Here’s the fine print: I am not supposed to be aware of you doing any of these things. Get off my computer and don’t ask my Etsy log in. Write the card at work. You’re smart. Figure it out.”
If there is anything I’ve learned in the last decade, it’s that expectations put a BIG FAT DAMPER on everything.
Granted, that Scary Mommy piece was likely satirical. I sure hope it was! (Otherwise, watch out for one SCARY MOMMY every year on her birthday!) Regardless of any intended satire, I somehow doubt that the 127,000 people who shared it, shared it in irony. In fact, the comments show that a LOT of women are unsatisfied on their birthdays.
After experiencing my share of disappointing holidays (why do babies refuse to nap on our birthdays??), I finally discovered a deceptively simple fix.
Use the day to celebrate your life.
The same goes for Mother’s Day, Valentine’s Day, and any other day of the year where your brain tells you people should be celebrating YOU. Instead, do the celebrating yourself.
Celebrate the big, small, scary, joyful, chaotic, calm life you’re living.
Take the kids to play in the local creek. Order pizza for dinner so you don’t have to cook. Go easy on yourself, but try to leave your fingers uncrossed.
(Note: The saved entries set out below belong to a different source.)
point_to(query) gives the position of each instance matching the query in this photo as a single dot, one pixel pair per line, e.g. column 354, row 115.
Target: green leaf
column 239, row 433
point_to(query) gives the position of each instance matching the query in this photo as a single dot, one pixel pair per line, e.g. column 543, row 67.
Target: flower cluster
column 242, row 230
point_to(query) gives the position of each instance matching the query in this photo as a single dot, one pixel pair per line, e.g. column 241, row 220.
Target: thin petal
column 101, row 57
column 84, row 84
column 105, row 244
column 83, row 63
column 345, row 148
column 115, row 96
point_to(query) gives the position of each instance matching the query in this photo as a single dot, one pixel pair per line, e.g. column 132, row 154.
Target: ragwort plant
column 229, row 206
No more hoping that the kids will be angels and that the Mr. will show up early from work and send you out to get a pedicure.
Life is too short to be disappointed on your birthday. But it’s just long enough to appreciate the good in every season.
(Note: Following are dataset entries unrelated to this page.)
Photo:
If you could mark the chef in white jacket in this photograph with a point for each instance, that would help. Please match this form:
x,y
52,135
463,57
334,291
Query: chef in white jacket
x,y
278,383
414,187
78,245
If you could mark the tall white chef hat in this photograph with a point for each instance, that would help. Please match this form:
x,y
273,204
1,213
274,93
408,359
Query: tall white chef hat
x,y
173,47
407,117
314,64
I’m sure you all caught on to this ages ago, but I thought I’d pass it on just in case. Here’s to happier, healthier, more satisfying celebrating, ladies!
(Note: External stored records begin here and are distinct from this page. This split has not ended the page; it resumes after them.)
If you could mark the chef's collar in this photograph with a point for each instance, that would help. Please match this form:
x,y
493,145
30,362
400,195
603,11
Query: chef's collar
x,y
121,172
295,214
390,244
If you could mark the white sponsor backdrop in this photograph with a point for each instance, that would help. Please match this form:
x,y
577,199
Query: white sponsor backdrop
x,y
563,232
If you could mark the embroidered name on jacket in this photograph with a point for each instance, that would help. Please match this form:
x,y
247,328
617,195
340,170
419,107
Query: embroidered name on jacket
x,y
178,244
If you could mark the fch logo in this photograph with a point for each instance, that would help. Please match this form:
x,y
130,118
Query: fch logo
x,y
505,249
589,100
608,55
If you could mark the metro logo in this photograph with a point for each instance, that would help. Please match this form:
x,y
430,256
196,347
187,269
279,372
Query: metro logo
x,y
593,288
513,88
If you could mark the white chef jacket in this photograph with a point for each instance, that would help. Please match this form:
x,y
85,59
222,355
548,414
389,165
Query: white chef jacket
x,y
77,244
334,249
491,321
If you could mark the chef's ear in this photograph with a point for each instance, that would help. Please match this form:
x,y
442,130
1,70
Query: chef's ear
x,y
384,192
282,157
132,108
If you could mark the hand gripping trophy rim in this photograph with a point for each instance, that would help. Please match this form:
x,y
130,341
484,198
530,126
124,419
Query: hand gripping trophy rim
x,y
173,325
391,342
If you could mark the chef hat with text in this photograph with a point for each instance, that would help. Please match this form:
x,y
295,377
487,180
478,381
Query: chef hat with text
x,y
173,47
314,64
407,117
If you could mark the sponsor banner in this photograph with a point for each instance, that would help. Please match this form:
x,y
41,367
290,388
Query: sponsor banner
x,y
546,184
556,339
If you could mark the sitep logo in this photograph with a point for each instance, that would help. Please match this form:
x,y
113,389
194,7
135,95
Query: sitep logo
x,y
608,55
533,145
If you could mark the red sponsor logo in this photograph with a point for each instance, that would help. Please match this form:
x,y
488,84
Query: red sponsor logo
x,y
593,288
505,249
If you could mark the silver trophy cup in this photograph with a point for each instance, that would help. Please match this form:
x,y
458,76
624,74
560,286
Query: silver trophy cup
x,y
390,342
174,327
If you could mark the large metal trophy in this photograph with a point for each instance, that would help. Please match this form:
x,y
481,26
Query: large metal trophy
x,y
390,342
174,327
Beautiful images from Simplicity Photography
Missy
Absolutely! During my single mother days, I learned to plan my own celebration and even now I do the same. For Mother’s Day, I made reservations for lunch, then I went hiking with my children. It was lovely! I was pleasantly surprised by flowers and gift cards from my family, but I was already set up to enjoy the day – everything else was just icing!
annie
Years ago a wise woman told me to celebrate 1 day for every year you are old. For most of us that is close to a month, so if anything good happens during your “birthdayS'” think “happy birthday to me!” It takes the pressure off 1 day!
Julie
Thank you for this post! I am celebrating my birthday on Friday and can totally relate to the post by Scary Mommy. I used to get the birthday blues every year because my expectations were so high… Why didn’t everyone (including the checker at the grocery store) see the sparkle in my eye and instinctively know it was my birthday!? I was always disappointed at the end of the day… Even If it had been a great day. So, a few years ago I decided to do something different. I decided to make a difference on my birthday and show that the world was better because I was born. I will get my husband a gift, I volunteer with my church, I serve someone who needs an uplift, I listen/play/enjoy my kids just a moment longer than normal, I take my mom flowers (because a birthday is ALL about mom, right!?) etc. At the end of the day I’m no longer disappointed because I’m not focused on what I want, but rather looking outward. My birthday is a day to celebrate that I can make a difference for good, if only in small ways.
Erica Layne
Hey lady! I’m late saying it, but I absolutely loved this comment! And haaappppy birthday! I hope you enjoyed the day. And considering what you shared, I’m betting you did. 🙂
Do you mind if I share your comment on my facebook page? It was like taking what I had said to the next level—instead of just celebrating your life, reaching outside of yourself. Love it.
Nina
What a fantastic reminder. I used to have birthday blues because my birthday fell right in the middle of the holidays. So there were expectations but not a lot of it met since everyone was so busy with the holidays. I then realized that birthdays are simply meant to enjoy the day without expecting the world to bend over backwards for you. And that celebrations don’t have to be typical—how one person shows you they love you may not fit the typical expectations you often read or see.
Erica Layne
Oh I can relate Nina! Mine’s right after the holidays, when people have just run out of celebrating steam. haha! I love what you said about looking harder about how people are showing us love. It’s often there – We just have to be more open to it and *aware* of it!
Betsy (Eco-novice)
Low expectations are the key to happiness. This is especially true on birthdays/ mother’s day.